The Flanginian School (Φλαγγίνειος Σχολή; Collegio Flanginiano) was a Greek educational institution that operated in Venice, Italy, from 1664–1665 to 1905. The Flanginian produced several teachers who contributed to the modern Greek Enlightenment of the 17th and 18th centuries.

==Background==
The Greek community in Venice, dating from the Byzantine era, had become the largest foreign community in the city during the end of the 16th century, numbering between 4,000 and 5,000, mostly concentrated in the Castello district (sestiere). Moreover, it was one of the economically strongest Greek communities of that time outside the Ottoman Empire.

==History==
In 1626 a wealthy Greek merchant who lived in Venice, Thomas Flanginis, offered to the community a large sum of money for the foundation of a new school. The project for the construction of the school was entrusted to the famous Venetian architect Baldassare Longhena. The Flanginian school, named after its sponsor, started to function in 1664, with students from various Greek-populated regions.
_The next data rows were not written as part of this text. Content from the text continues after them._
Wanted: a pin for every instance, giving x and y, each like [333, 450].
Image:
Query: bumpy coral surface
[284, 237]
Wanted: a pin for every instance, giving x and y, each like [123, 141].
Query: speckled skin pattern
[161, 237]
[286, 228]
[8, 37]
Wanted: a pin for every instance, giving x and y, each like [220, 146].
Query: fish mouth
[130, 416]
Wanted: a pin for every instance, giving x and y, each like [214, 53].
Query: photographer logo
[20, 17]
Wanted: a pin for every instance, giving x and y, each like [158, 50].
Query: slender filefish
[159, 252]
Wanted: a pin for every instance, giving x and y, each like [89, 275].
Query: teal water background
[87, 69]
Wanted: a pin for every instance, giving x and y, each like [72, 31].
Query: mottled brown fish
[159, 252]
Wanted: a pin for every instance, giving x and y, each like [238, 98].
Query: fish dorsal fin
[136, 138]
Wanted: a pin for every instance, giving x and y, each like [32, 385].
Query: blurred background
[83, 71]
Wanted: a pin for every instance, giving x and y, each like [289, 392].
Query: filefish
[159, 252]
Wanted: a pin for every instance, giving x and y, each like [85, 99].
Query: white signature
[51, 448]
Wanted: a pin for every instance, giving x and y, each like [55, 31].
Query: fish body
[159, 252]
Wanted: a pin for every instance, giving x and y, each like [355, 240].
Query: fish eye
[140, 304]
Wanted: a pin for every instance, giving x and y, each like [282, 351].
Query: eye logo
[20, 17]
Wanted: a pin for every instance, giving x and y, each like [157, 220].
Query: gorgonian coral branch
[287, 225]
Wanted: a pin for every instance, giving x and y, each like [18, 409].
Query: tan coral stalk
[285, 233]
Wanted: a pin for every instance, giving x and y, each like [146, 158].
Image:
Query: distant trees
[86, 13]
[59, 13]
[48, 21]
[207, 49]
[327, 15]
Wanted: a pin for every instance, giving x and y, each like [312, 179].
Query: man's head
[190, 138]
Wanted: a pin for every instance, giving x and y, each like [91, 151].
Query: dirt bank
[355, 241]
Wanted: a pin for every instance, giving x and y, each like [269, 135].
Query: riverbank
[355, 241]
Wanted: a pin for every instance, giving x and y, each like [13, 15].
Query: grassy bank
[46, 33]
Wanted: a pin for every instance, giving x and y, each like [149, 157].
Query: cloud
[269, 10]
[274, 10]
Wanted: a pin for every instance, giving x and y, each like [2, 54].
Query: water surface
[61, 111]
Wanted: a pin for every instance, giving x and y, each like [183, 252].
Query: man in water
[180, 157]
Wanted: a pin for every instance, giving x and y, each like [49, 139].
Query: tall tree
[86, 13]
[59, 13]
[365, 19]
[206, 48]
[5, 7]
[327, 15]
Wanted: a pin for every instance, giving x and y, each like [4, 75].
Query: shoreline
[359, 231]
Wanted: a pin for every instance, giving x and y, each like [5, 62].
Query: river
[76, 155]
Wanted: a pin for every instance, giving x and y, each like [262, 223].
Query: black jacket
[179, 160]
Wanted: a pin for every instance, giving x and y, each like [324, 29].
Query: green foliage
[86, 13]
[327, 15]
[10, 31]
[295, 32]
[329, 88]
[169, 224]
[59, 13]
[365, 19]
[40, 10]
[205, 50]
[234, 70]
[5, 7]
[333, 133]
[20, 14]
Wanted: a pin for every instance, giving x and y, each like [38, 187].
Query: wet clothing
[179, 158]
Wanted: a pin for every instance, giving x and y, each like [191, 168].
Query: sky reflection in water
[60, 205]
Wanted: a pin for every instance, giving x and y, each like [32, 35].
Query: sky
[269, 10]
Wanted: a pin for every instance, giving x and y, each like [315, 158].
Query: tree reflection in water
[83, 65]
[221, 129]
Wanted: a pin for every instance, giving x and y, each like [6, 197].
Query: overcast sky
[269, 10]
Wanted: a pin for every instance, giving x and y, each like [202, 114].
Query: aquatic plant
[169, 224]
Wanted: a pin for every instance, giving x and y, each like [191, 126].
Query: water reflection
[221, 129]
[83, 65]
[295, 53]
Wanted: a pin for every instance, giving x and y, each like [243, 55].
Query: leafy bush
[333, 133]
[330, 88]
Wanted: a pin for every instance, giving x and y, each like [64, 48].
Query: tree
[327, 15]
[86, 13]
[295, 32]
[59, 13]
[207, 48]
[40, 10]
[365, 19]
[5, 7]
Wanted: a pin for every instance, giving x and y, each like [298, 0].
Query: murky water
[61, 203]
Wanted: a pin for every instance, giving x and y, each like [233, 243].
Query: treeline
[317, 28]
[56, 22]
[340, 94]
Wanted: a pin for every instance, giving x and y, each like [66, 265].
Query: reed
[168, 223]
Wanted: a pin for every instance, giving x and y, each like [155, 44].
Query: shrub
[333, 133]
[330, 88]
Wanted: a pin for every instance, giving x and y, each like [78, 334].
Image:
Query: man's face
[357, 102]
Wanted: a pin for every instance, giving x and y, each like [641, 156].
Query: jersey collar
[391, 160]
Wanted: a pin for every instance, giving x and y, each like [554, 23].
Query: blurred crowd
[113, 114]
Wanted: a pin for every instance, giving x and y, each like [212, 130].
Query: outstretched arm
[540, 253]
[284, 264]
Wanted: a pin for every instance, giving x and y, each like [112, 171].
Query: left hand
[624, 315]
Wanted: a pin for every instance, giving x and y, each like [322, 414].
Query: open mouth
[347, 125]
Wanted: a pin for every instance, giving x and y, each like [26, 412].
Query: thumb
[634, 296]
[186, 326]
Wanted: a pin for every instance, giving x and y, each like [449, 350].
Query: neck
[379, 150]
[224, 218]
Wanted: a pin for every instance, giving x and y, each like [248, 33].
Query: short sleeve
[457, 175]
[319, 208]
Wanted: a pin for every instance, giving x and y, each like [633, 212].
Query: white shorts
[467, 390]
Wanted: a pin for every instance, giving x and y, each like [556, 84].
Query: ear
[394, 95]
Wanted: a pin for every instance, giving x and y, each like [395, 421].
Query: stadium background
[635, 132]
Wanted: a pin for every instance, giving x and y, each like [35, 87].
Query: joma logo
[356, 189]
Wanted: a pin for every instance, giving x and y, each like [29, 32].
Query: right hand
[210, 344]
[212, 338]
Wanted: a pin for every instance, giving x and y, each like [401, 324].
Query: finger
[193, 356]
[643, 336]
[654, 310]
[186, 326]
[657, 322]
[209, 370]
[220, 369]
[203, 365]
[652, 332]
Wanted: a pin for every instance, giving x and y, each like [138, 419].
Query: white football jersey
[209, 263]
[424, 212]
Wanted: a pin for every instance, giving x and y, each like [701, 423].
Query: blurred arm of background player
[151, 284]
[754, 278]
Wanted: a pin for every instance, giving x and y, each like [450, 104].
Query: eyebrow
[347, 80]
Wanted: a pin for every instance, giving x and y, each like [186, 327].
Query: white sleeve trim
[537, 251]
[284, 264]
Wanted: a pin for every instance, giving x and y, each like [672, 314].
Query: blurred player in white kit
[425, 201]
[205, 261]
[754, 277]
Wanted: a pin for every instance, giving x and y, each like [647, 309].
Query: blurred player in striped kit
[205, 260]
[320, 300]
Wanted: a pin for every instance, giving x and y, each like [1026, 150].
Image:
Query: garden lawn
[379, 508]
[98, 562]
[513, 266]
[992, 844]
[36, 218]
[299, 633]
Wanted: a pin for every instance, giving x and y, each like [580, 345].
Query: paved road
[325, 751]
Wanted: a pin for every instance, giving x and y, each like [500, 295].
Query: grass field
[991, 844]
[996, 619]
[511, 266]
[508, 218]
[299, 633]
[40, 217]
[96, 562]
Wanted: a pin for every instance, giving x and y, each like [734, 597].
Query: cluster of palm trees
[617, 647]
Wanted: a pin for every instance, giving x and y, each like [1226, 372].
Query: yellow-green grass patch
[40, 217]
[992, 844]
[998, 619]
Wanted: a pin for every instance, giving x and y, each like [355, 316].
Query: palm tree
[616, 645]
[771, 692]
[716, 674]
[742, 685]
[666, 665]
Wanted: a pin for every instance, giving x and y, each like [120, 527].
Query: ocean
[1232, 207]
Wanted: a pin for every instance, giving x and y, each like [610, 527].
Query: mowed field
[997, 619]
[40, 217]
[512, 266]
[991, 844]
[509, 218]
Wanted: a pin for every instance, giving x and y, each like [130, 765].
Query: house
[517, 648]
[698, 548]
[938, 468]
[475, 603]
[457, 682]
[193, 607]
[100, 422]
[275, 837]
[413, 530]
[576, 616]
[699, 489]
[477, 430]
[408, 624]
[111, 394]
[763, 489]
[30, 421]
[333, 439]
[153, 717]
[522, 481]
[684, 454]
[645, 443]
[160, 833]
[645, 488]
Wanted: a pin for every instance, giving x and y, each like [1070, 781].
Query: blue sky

The teaching staff included famous Greek scholars and representatives of the modern Greek Enlightenment, including Theophilos Korydaleus, Eugenios Voulgaris, Ioannis Chalkeus and Ioannis Patoussas.
The curriculum included advanced philosophy, rhetoric, philology and logic. The Flanginian produced a total of 550 graduates during the 214 years of its existence (1665–1797 and 1823–1905). Its graduates had the opportunity to continue their studies at Padua University, in order to obtain a doctoral degree. The school began to decline after the dissolution of the Venetian Republic (1797), and finally closed in 1905.

==Literature==
The school is perhaps best remembered for an anthology of prose and poetry entitled Flowers of Piety (Άνθη Ευλαβείας, 1708), which was composed by the students of the school, made up of epigrams, both in ancient Greek and Latin, Sapphic odes, Italian sonnets, and, most significantly, prose and verse compositions in (Demotic) modern Greek. It offers the first surviving Demotic Greek poetry following the termination of the Cretan Renaissance. Additional works composed by the staff of the Flanginian are "Greece's Homage to the Venetian Senate", and a literary encyclopedia by Ioannis Patousas composed in four volumes, which was a valuable resource for Greek schools operating in the Ottoman Empire.
==Location==
The school was located in the Campo dei Greci, near the Greek Orthodox church of Saint George. Today the building of the Flanginian School houses the Hellenic Institute of Byzantine and Post-Byzantine Studies in Venice. The building was conserved at the initiative of Sophia Antoniadis.